What then, should we make of the anger demonstrated by Jesus in his cleansing of the Temple? The first conclusion we can draw is that there is a place for a righteous anger in dealing with the problem of sin. Of course, we should not mistake this kind of anger for the irrational, impatient, and reactionary kind that we so often demonstrate in our lives. But Jesus is hardly a pacifist. To get a better sense of righteous anger, it helps to consider a few examples. The first we will take from the life of Jesus, the second from the archangel Michael, and the third from that master of myth, J.R.R. Tolkien.
First, consider the scene where Peter questions whether Jesus must actually undergo suffering and death. From the Gospel of Matthew 16:21-23:
From that time on, Jesus began to show his disciples that he must go to Jerusalem and undergo great suffering at the hands of the elders and chief priests and scribes, and be killed, and on the third day be raised.
And Peter took him aside and began to rebuke him, saying, “God forbid it, Lord! This must never happen to you.”
But he turned and said to Peter, “Get behind me, Satan! You are a stumbling block to me; for you are setting your mind not on divine things but on human things.”
Jesus’ response is jarring. After all, was not Peter only looking out for the well-being of his teacher and friend? Jesus the pacifist pop-psychologist would have sat Peter down and calmly explained, “Now, Peter, you are not understanding the importance of what I have said. I know this is hard for you, but in due time you will come to understand. For now, let’s have a beer, and join me in a verse of Kumbaya.” But such was not Jesus’ reaction. Instead, he jarred Peter and the other disciples out of their foolishness, emphasizing the importance of his pending death and resurrection and the providence of the Father. If this were a film, one could almost see the camera pan in for a close up of Jesus, the sky darkening behind him, and a fiery glow on his face. The background audio would be eliminated and the voice of Christ would change from normal “human” discourse to the booming voice of God, the Second Person of the Trinity: “Get behind me, Satan! You are a stumbling block to me; for you are setting your mind not on divine things but on human things.”
The second example of righteous anger is the battle in which St.
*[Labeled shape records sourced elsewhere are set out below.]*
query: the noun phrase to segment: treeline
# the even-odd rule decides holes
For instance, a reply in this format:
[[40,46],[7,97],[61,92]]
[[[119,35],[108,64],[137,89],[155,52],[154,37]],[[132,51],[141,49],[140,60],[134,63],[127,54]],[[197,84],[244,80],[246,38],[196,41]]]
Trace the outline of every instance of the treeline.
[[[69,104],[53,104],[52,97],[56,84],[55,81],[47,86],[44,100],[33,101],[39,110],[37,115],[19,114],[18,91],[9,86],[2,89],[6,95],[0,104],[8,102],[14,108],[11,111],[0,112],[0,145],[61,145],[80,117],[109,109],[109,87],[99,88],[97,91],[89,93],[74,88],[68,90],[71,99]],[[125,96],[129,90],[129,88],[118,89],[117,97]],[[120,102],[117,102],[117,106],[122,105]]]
Michael casts out of heaven the fallen prince of darkness himself. St. Michael is a warrior, and as he engages in the cosmic struggle with Satan, I hardly think he demonstrates weakness. Such a mistaken view of this soldier-angel would have him clashing swords while begging Lucifer to change his ways, “Why are you doing this? Don’t you know that the Father loves you? Please reconsider and come home?” This is hardly the St. Michael that is portrayed in the icons and statues of old. No, the same righteous anger demonstrated by our Lord in his dealing with Peter and the cleansing of the Temple accompanies St. Michael as he clashes swords with the evil one: “Go back to the depths of Hell where you belong!” Such a strong and angry reaction would be the only appropriate one in the face of pure evil. Weakness has no place here, but fortitude and courage and the other virtues of spiritual warfare.
Finally, allegorical myth can go a long way in demonstrating eternal and cosmic principles. As I was thinking over the notion of righteous anger, I was reminded of the scene from The Lord of the Rings where the wizard Gandalf battles the Balrog on the bridge of Khazad-Dûm. The works of Tolkien are not quite as allegorical as Lewis. (With Lewis, there is no doubt that Aslan is the Christ figure. In fact, Tolkien was moderately critical of what he considered a all-too-obvious allegory in The Chronicles of Narnia.) Gandalf has elements of a Christ figure to be sure, but so too do the characters of Frodo and Aragorn. In the scene on the underground bridge, the Balrog is a creature from the depth of the earth, a terrifying incarnation of hellish evil. Gandalf here can either be seen as Christ himself or even as a St. Michael figure. As the other characters are running to escape certain death, it is Gandalf who stays behind to look evil in the face and to engage the demon in battle. The anger with which Gandalf meets the Balrog is both righteous and unshakable.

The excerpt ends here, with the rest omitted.